As with Nelson, Enterprise Florida views potential drilling as a threat to military installations and the state’s multibillion-dollar tourism industry.

Philip Levine announces Ed Rendell’s endorsement

Democratic gubernatorial candidate Philip Levine has picked up an endorsement from Pennsylvania’s former governor Ed Rendell.

Rendell served as general chair of the Democratic National Committee during the last two years of the Clinton administration. He served two terms as Pennsylvania’s governor after that, and two terms as mayor of Philadelphia before his DNC post.

Levine is a former mayor of Miami Beach.

“I am proud to support Mayor Philip Levine to be the next governor of Florida,” Rendell said in a news release issued by Levine’s campaign. “As a former two-term mayor myself, I am happy to stand behind another mayor with a strong record of success, who has done the right thing for his community by taking bold action on climate change, raising the minimum wage, and fighting for the values that improve the lives of residents. During my time as governor, I realized I was incredibly well prepared for the challenges I would face because of my service as a two term mayor. As the former chair of the DNC, I also know what it takes to win tough races. Philip has everything it takes to win the Governor’s mansion after over 20 years of one-party rule and bring Florida Democrats together with a bold progressive vision for the future.”

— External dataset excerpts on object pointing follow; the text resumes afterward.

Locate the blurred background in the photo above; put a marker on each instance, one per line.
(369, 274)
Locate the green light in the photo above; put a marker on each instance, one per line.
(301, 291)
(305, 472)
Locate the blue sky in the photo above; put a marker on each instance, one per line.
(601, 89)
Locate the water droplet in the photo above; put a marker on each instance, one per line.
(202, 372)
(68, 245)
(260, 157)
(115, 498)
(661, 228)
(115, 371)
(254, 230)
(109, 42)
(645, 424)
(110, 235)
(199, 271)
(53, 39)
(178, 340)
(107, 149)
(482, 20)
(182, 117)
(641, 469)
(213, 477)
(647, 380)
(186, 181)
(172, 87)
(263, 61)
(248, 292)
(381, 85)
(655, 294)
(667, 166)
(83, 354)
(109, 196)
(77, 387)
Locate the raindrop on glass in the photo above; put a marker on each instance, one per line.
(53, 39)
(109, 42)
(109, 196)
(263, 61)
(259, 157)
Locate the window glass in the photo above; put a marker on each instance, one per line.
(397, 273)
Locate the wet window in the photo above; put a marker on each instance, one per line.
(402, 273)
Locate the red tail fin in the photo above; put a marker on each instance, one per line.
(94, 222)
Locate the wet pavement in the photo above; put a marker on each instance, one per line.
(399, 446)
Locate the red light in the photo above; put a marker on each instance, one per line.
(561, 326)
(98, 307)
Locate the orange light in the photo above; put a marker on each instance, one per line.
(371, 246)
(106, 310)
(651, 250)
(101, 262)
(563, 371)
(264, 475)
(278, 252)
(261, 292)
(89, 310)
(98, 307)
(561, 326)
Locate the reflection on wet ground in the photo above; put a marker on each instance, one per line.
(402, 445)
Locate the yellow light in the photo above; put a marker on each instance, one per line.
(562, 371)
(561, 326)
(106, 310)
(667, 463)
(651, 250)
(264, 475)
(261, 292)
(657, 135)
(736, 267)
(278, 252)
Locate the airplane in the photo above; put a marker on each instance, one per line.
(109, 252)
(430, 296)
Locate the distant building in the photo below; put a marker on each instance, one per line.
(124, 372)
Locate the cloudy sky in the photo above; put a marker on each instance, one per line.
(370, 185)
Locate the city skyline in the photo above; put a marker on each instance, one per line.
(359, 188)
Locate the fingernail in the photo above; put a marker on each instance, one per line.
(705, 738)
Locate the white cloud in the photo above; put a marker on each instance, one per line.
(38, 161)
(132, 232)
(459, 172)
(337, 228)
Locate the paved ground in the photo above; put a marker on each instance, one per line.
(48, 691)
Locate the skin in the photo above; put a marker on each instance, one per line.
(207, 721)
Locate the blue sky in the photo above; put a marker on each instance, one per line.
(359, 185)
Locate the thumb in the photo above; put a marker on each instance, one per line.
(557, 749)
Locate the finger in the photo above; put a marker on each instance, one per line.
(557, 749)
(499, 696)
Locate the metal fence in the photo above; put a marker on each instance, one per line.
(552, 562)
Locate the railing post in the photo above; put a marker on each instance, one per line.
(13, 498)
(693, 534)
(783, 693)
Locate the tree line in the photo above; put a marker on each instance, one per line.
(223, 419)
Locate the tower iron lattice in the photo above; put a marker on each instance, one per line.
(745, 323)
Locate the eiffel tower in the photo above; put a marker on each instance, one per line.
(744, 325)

Levine is battling with Tallahassee Mayor Andrew Gillum, former U.S. Rep. Gwen Graham, and Winter Park businessman Chris King for the Aug. 28 Democratic primary nomination to run for governor. The leading Republican candidates are Florida Agriculture Commissioner Adam Putnam and U.S. Rep. Ron DeSantis.

“Ed is a good friend, an incredible mayor, and an accomplished governor in his own right,” Levine said in the release. “Our campaign continues to grow its support because Floridians know we will shake up Tallahassee and focus on getting things done. As governor, I’m committed to move Florida forward as a leader in the 21st century economy by investing in our public schools, our environment, our healthcare, and fighting for the real needs of Floridians.”